I am running an email server for a school associaltion and we offer email forwarding service for graduated students, offering them an email alias in our domain name, like [email protected], and we forward the email to their designated personal address registered with us.

We have recently upgraded from a very old email server on which newer TLS ver is no longer supported, and moved to a ubuntu20 postfix + spamassassin + perl spf check config. After setup we found that the IP does have bad reputation for sending spam email. I checked again the postfix main.cf and the postfix should not be working as open relay.

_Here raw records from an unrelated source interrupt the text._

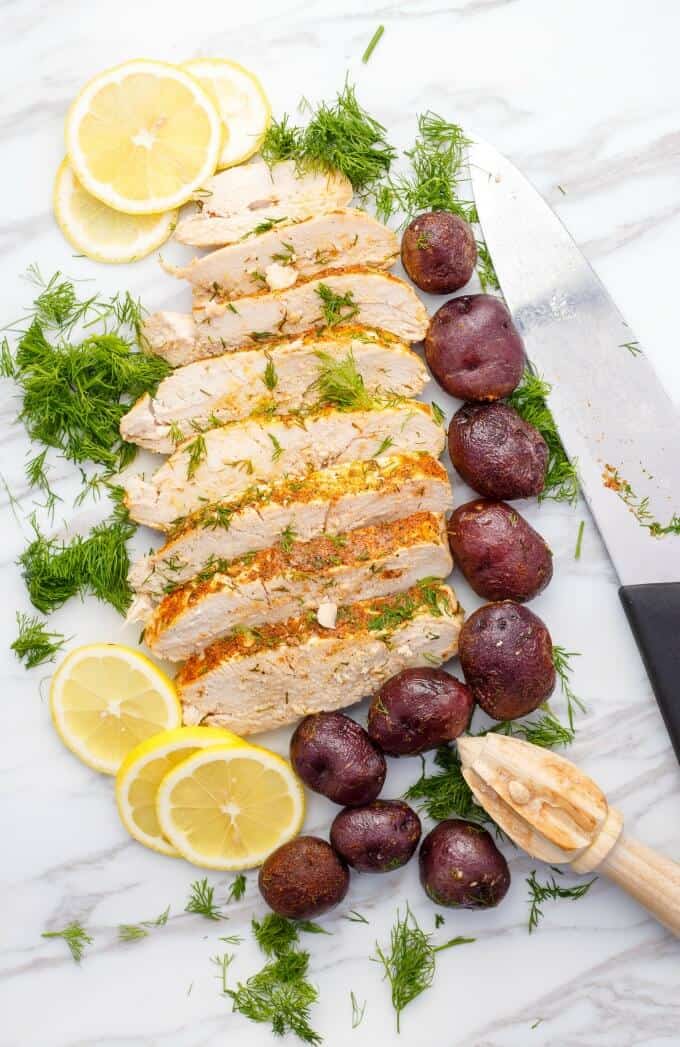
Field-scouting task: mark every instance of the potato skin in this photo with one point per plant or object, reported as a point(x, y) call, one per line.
point(303, 878)
point(461, 866)
point(438, 251)
point(506, 654)
point(499, 552)
point(497, 452)
point(474, 349)
point(334, 756)
point(376, 838)
point(417, 710)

smtpd_sender_restrictions =
    permit_mynetworks,
    permit_sasl_authenticated,
    reject_non_fqdn_sender,
    reject_unknown_sender_domain
smtpd_relay_restrictions =
    permit_mynetworks,
    permit_sasl_authenticated,
    defer_unauth_destination

the email volume lookup was a bit worrying as some website seems to record my IP sending 1 out of 30 million email in the world on some days

https://talosintelligence.com/reputation_center/lookup

email history email reputation

of course I don't think they have bugged my server to check me so I don't know where their data come from

I am thinking of checking if there is any other program which may be sending email on my server

I have setup ufw to allow destination port 25 out with loggin

#sudo ufw status
To  Action      From
--  ------      ----
25  ALLOW OUT   Anywhere  (log)

I am seeing around 6000 out entries in the past 60 hours in ufw.log by grep "DPT=25 ", which looks reasonable to me given we have members at order of 1000.

also checked mail.log, the count of lines of for delivery (250 ok, 550*, 454*) adds to roughly 3000 lines.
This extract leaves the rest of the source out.